Selon elle, à travers une telle démarche, il s’agit de sensibiliser la population pour qu’elle retire le précieux document. En plus, estime-t-elle, chaque parti doit accompagner la CENI pour que ce travail soit bien effectué. Dans la foulée, elle énuméra des erreurs constatées sur le terrain par les équipes de cette opération que son parti répercute régulièrement auprès de la CEPI pour que des corrections soient faites, si cela est encore possible. A ses yeux, cette opération est légale et est donc permis à tous les partis politiques en compétition.

Pour la directrice provinciale de campagne, depuis le meeting inaugural le 14 avril à Yako, tout le Passoré jusqu’au dernier hameau de culture est bouclé par les équipes bien organisées de son parti. 10 meetings et d’autres approches de l’électorat permettront au CDP de remporter la victoire au soir du 6 mai prochain. Des griefs aussi, le CDP en a contre ses vis-à-vis.

Les griefs de Fatou contre l’opposition

Fatou Diendéré note ainsi que certains s’adonnent à un jeu très dangereux en jouant sur son ethnie et le fait qu’elle est de l’Oubritenga (le Passoré ne serait donc que sa province par alliance) pour la traiter d’étrangère. Pour elle, avec de telles attitudes, ce n’est pas évident que ce qu’est arrivé à la Côte d’Ivoire ne nous tombe pas sur la tête également un jour. Même en politique, assène-t-elle, il y a une limite à ne pas franchir. Et de lâcher : « Je ne suis pas frustrée d’être peulhe ou femme ou encore d’être de l’Oubritenga. Je me suis toujours battue corps et âme pour le Passoré, mieux que ceux qui me vilipendent. Si vous voulez, faites un micro-trottoir et vous verrez ! », renchérit-elle, visiblement remontée, même ulcérée.

Elle ajoute que des militants du CDP font l’objet d’attaques verbales par ceux de l’UPS (Union des partis sankaristes) à Tèma/Bokin, chez Nongma Ernest Ouédraogo ; et que le candidat de l’UPR de La-Todin traite d’étranger un de leurs candidats.

40 chefs coutumiers regagnent la barque CDP

En dépit de ces angoisses dans le camp Fatou Diendéré, la sérénité et l’optimisme sont de mise avec le retour dans son giron du chef coutumier de Yako, le Naaba Tigré ainsi que de 39 bonnets rouges de la province. Feuilletant le document officiel où chacune des autorités coutumières a paraphé, elle fit remarquer que le Naaba Tigré, qui s’était rallié au RDM d’Eugène Diendéré, a estimé que « l’avenir de son peuple se trouve au niveau du CDP ». Pour elle, le meeting de Songnaba a consisté, entre autres, à appeler les camarades du parti à réserver un bel accueil aux « militants retrouvés ».

Côté CEPI, exception faite de l’ADEFA, seul parti à n’avoir pas retiré jusque-là son lot de spécimens, tous les partis sont théoriquement en campagne, même si rien qu’à Yako de nombreux partis ne se font pas sentir sur le terrain.
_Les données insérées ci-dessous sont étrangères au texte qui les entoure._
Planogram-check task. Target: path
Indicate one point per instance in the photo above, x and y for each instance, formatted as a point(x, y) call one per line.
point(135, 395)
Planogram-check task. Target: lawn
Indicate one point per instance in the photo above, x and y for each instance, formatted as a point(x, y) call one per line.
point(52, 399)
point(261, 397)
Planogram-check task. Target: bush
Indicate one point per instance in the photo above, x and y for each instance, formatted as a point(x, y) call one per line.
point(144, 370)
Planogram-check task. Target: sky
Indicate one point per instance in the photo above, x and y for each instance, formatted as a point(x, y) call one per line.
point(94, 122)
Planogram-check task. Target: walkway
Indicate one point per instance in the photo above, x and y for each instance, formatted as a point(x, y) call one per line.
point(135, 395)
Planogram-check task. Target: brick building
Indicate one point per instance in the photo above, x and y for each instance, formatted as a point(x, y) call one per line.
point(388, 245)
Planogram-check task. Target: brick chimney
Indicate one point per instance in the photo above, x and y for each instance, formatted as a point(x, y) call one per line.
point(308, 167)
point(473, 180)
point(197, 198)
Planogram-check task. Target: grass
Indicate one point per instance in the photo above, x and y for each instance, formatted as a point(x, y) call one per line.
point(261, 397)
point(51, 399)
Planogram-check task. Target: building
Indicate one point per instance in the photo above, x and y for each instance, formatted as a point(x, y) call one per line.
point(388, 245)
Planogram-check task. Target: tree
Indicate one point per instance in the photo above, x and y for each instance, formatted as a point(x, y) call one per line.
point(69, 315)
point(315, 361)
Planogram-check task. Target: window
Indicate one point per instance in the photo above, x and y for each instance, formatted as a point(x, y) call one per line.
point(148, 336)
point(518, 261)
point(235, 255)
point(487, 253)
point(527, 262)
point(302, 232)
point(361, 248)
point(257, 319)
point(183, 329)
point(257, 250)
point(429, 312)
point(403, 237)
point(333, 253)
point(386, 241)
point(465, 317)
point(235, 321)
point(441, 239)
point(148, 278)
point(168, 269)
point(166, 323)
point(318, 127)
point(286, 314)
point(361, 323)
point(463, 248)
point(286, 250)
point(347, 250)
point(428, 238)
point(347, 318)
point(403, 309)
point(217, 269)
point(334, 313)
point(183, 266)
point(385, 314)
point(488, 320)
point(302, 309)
Le taux de retrait des cartes d’électeurs est, quant à lui, encourageant, car à la date du 26 avril 2007, la CEPI enregistrait, sur 112 255 électeurs inscrits, 78 137 retraits, soit un taux de 69,60% et 34 118 cartes restantes.

La date butoir de retraits ayant été prolongée au 3 mai 2007, les agents distributeurs des cartes sont repartis sur le terrain. Leur souci, ont confié des membres de la CEPI et de la CECI, reste la motivation (1000FCFA par jour) à telle enseigne que certains ont failli boycotter l’opération lorsqu’ils ont appris le montant journalier qui leur était alloué.